Mutations in α-synuclein (αSN) and ubiquitin carboxy-terminal hydrolase L1 (UCH-L1) have been linked to familial Parkinson's disease (PD). Physical and functional interactions between these two proteins have been described. Whether they act additively in vivo to influence disease has remained controversial. αSN is a presynaptic protein and the major constituent of Lewy inclusions, histopathological hallmarks of PD. UCH-L1 regulates ubiquitin stability in the nervous system and its loss results in neurodegeneration in peripheral and central neurons. Here, we used genetics to show that UCH-L1-deficiency together with excess αSN worsen disease. Double mutant mice show earlier-onset motor deficits, a shorter lifespan and forebrain astrogliosis but the additive disease-worsening effects of UCH-L1-deficiency and excess αSN are not accompanied by microgliosis, ubiquitin pathology or changes in pathological αSN protein levels and species.

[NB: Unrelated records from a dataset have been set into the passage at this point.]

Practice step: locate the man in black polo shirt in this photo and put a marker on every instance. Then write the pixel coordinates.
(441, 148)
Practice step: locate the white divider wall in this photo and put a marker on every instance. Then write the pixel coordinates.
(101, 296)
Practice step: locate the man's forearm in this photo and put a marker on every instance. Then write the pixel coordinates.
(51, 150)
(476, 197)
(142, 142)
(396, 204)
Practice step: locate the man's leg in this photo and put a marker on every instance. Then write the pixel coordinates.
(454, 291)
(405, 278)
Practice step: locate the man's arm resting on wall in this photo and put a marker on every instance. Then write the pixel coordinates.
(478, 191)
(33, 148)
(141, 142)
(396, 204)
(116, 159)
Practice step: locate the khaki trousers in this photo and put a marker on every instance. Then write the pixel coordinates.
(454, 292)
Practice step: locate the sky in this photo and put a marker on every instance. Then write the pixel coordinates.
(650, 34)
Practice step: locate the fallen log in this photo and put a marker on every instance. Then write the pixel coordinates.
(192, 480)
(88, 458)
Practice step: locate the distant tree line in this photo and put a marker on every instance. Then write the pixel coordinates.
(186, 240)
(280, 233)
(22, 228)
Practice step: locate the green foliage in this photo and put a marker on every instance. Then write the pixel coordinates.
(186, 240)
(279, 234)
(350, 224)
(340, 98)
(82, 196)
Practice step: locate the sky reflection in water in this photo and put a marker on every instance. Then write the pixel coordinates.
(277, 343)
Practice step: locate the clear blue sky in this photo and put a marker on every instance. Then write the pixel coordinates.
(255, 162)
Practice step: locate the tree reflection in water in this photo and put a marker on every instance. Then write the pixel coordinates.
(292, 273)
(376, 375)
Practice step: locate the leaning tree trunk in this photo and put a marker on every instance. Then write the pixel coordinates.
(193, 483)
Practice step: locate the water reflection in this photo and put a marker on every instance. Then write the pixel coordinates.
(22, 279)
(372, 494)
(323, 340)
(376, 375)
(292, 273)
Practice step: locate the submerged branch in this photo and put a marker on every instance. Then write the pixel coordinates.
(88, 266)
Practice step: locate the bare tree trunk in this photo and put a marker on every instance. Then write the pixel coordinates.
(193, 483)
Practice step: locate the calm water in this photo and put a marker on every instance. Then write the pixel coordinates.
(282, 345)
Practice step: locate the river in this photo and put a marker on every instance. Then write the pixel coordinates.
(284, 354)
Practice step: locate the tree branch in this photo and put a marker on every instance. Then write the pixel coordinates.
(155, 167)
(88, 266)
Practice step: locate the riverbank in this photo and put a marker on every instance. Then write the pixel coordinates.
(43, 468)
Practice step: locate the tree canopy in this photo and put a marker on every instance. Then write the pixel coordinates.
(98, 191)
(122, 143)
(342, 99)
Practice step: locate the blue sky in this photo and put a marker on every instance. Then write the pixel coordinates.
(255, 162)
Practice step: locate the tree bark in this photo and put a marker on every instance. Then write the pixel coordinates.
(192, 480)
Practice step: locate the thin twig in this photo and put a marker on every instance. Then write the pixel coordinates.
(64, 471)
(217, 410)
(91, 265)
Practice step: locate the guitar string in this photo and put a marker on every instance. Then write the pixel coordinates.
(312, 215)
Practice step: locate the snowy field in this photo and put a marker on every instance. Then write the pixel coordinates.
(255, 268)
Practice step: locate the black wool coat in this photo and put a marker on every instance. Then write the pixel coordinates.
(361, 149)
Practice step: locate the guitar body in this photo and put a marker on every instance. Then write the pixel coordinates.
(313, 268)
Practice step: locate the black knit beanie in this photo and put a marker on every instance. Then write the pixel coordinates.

α-突触核蛋白(αSN)和泛素羧基末端水解酶 L1(UCH-L1)的突变与家族性帕金森病(PD)有关。这两种蛋白质之间存在物理和功能相互作用。它们是否在体内以附加的方式影响疾病一直存在争议。αSN 是一种突触前蛋白,也是路易体的主要成分,路易体是 PD 的组织病理学特征。UCH-L1 调节神经系统中泛素的稳定性,其缺失会导致周围和中枢神经元的神经退行性变。在这里,我们使用遗传学方法表明,UCH-L1 缺陷与过量的 αSN 一起会加重疾病。双突变小鼠表现出运动功能障碍更早出现、寿命更短以及前脑星形胶质细胞增生,但 UCH-L1 缺陷和过量的 αSN 的附加疾病恶化作用并不伴有小胶质细胞增生、泛素病理学改变或病理 αSN 蛋白水平和种类的变化。